Apache Flink: Architecture, State Management, and Why Everyone Uses RocksDB

Apache Flink processes billions of events per day at Alibaba (4.5 billion events during 11.11 — a single 24-hour shopping event), Netflix, Uber, and LinkedIn. It is not just a streaming framework. It is a stateful computation engine — and understanding the "stateful" part is what separates a surface-level understanding from one that lets you actually design and operate these systems.

This post covers how Flink works: its core architecture, how it manages state, why it uses RocksDB as the local storage layer, how checkpointing achieves fault tolerance, and why Kafka Streams and Apache Samza independently converged on the same RocksDB-based design.

What Flink Is

Apache Flink is a distributed framework for processing unbounded data streams in real time. Three things define it:

Unbounded: the input never ends. Unlike batch processing, which has a defined start and finish, a stream is an infinite sequence of events. Flink processes each event as it arrives rather than waiting for a complete dataset.

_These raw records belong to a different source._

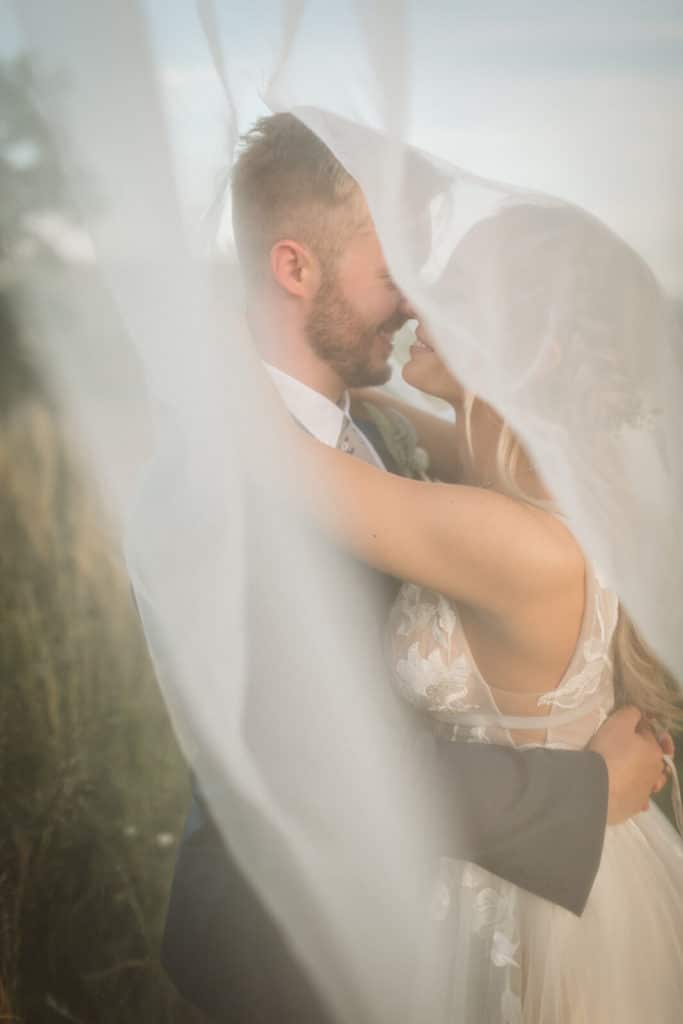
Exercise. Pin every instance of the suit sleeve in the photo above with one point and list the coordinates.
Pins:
(536, 817)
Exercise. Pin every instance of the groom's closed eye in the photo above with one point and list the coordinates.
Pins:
(386, 276)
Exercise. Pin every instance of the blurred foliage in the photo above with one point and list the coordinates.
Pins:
(32, 176)
(93, 787)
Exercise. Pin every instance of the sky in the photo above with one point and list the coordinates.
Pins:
(582, 101)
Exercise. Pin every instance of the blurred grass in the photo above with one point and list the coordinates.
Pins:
(93, 788)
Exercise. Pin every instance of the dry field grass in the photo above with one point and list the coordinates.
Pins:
(93, 788)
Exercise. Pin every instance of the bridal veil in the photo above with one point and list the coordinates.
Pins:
(564, 317)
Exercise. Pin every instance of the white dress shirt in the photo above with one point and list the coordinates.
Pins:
(315, 413)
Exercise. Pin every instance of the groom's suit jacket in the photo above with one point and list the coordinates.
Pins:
(536, 817)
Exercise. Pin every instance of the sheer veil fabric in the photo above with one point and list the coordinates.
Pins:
(538, 305)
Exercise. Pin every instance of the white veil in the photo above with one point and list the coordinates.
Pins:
(312, 773)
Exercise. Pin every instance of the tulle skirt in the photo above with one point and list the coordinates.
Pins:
(494, 952)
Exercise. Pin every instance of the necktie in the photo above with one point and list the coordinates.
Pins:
(353, 442)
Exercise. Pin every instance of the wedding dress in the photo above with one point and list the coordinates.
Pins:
(496, 951)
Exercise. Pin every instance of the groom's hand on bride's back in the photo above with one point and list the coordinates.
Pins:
(633, 756)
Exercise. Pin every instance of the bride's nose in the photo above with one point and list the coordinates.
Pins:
(407, 308)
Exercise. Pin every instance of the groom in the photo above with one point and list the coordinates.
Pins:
(323, 309)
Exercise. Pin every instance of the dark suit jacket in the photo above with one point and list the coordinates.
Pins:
(535, 817)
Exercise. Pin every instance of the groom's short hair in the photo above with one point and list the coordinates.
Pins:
(288, 183)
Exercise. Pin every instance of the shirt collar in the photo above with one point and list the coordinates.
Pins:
(313, 411)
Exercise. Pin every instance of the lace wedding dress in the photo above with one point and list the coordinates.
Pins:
(498, 952)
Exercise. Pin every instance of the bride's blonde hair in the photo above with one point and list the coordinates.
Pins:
(640, 678)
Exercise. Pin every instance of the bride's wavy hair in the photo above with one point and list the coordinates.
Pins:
(640, 678)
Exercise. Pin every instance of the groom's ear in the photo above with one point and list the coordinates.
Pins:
(295, 268)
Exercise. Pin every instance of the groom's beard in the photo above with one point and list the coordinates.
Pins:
(356, 350)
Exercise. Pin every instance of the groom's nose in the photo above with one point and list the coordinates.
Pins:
(407, 309)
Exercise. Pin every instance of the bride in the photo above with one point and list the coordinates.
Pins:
(507, 634)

Stateful: Flink operators can remember information across events. A deduplication operator remembers which IDs it has seen. A windowed aggregation remembers a running count. Without state, a stream processor can only filter and transform individual events — useful, but limited.

Fault-tolerant: Flink can recover from crashes without losing processed state or reprocessing events from the beginning. This is the hard part, and it is what RocksDB and checkpointing solve.

Three APIs

Flink exposes three levels of abstraction:

API	Abstraction	When to use
DataStream API	Individual events and operators	Full control, complex stateful logic
Table API / SQL	Relational queries over streams	Analytics, aggregations, joins
CEP (Complex Event Processing)	Pattern matching across event sequences	Fraud detection, anomaly detection

Core Architecture

Flink has two types of processes: the JobManager and the TaskManagers.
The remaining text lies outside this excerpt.